Je ne suis pas certain que ce soit la modification du panier de soins qui pose le plus de difficultés. Si la députée de Mayotte réclame l'AME pour son territoire, ce n'est pas parce qu'elle souhaite provoquer un appel d'air migratoire mais pour des raisons de franchise : il faut savoir combien il y a d'étrangers en situation irrégulière et ce que cela coûte à la sécurité sociale. Car l'AME est en premier lieu une question comptable ; sans AME, il n'y a pas de compensation par l'État. L'intention première n'était pas d'en faire un dispositif de santé publique, puisque les médecins soignent tous ceux qui se présentent – avec les conséquences que l'on connaît aux urgences – mais de connaître la vérité sur ce que ces soins coûtent, ce qui nous permet d'avoir ce débat sain et démocratique. En supprimant l'AME, on supprime le thermomètre, ce qui ferait naître encore plus de fantasmes.

Si le montant de l'AME croît, ce n'est pas parce que chaque personne coûte plus cher en soins mais parce qu'il y a plus d'immigrés en situation irrégulière sur notre sol.
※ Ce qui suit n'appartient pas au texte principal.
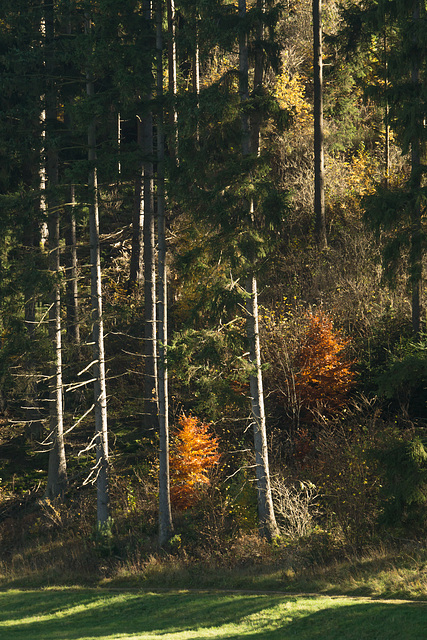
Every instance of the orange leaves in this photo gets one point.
(195, 452)
(323, 375)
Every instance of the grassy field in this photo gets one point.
(96, 614)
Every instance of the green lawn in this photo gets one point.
(82, 614)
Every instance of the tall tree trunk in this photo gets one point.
(150, 323)
(319, 171)
(136, 267)
(173, 114)
(57, 473)
(267, 522)
(416, 250)
(386, 110)
(98, 369)
(165, 514)
(72, 291)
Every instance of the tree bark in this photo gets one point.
(416, 251)
(150, 322)
(319, 170)
(73, 312)
(57, 472)
(267, 521)
(98, 368)
(173, 114)
(136, 266)
(165, 514)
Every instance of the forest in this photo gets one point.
(212, 305)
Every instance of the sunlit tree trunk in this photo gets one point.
(136, 267)
(57, 472)
(267, 521)
(73, 319)
(150, 322)
(172, 77)
(319, 170)
(98, 368)
(416, 251)
(165, 514)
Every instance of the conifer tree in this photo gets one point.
(268, 526)
(57, 475)
(98, 368)
(165, 515)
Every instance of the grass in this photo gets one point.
(84, 614)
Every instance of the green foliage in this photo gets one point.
(404, 490)
(208, 370)
(404, 377)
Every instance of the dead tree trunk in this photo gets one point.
(165, 514)
(98, 367)
(267, 521)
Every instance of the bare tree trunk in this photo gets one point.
(416, 251)
(98, 368)
(136, 266)
(73, 315)
(173, 115)
(386, 112)
(165, 514)
(267, 521)
(57, 473)
(150, 322)
(319, 170)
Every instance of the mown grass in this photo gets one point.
(82, 614)
(249, 564)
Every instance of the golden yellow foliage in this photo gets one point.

L'AME, je le répète, n'est que le thermomètre du nombre de personnes en situation irrégulière qui ne repartent pas de notre territoire. Ainsi, pour faire diminuer son coût, il faut faire diminuer le nombre de personnes en situation irrégulière, ce qui est le but du projet de loi – limiter l'immigration irrégulière, en luttant notamment contre la lenteur des procédures administratives. En un mot, si vous voulez réduire le coût de l'AME, n'hésitez pas à voter les articles des titres III, IV et V, concernant la simplification drastique des procédures.

Je veux souligner l'extrême difficulté du sujet puisque, parmi les bénéficiaires de l'AME, 25 % sont des enfants et plus de 50 % sont depuis plus de trois ans sur le territoire national. Comme l'a dit le rapporteur général, le fait que l'AME s'applique à des gens qui sont là depuis plus de trois mois, voire plus de neuf mois pour une part de la couverture, est assez paradoxal : il faudrait plutôt que l'AME soit complète au premier jour de leur arrivée, pour accompagner toutes les pathologies que nous évoquions et éviter d'emboliser les services d'urgences. En revanche, arrive une période où certains doivent quitter le territoire national, après avoir épuisé tous les recours. N'est-ce pas une faillite de notre système de gestion de l'immigration que plus de 50 % des bénéficiaires soient là depuis plus de trois ans ? La réponse est oui, et c'est pourquoi nous présentons ce projet de loi.

Sur le fond comme sur la forme, cette discussion est intéressante. Je ne pense pas qu'il y ait de sujet tabou en soi, et beaucoup de dispositions européennes correspondent à une sorte d'AME, contrairement à ce que j'entends. Nous avons demandé, au bénéfice de la mission de M. Évin et de M. Stefanini, des comparaisons internationales à toutes nos ambassades – je proposerai que l'on annexe les comptes rendus diplomatiques. Cela permettrait de voir la grande variété des situations. Ce travail, forcément complexe, pourra voir le jour si la Première ministre en décide ainsi à la suite de la remise du rapport.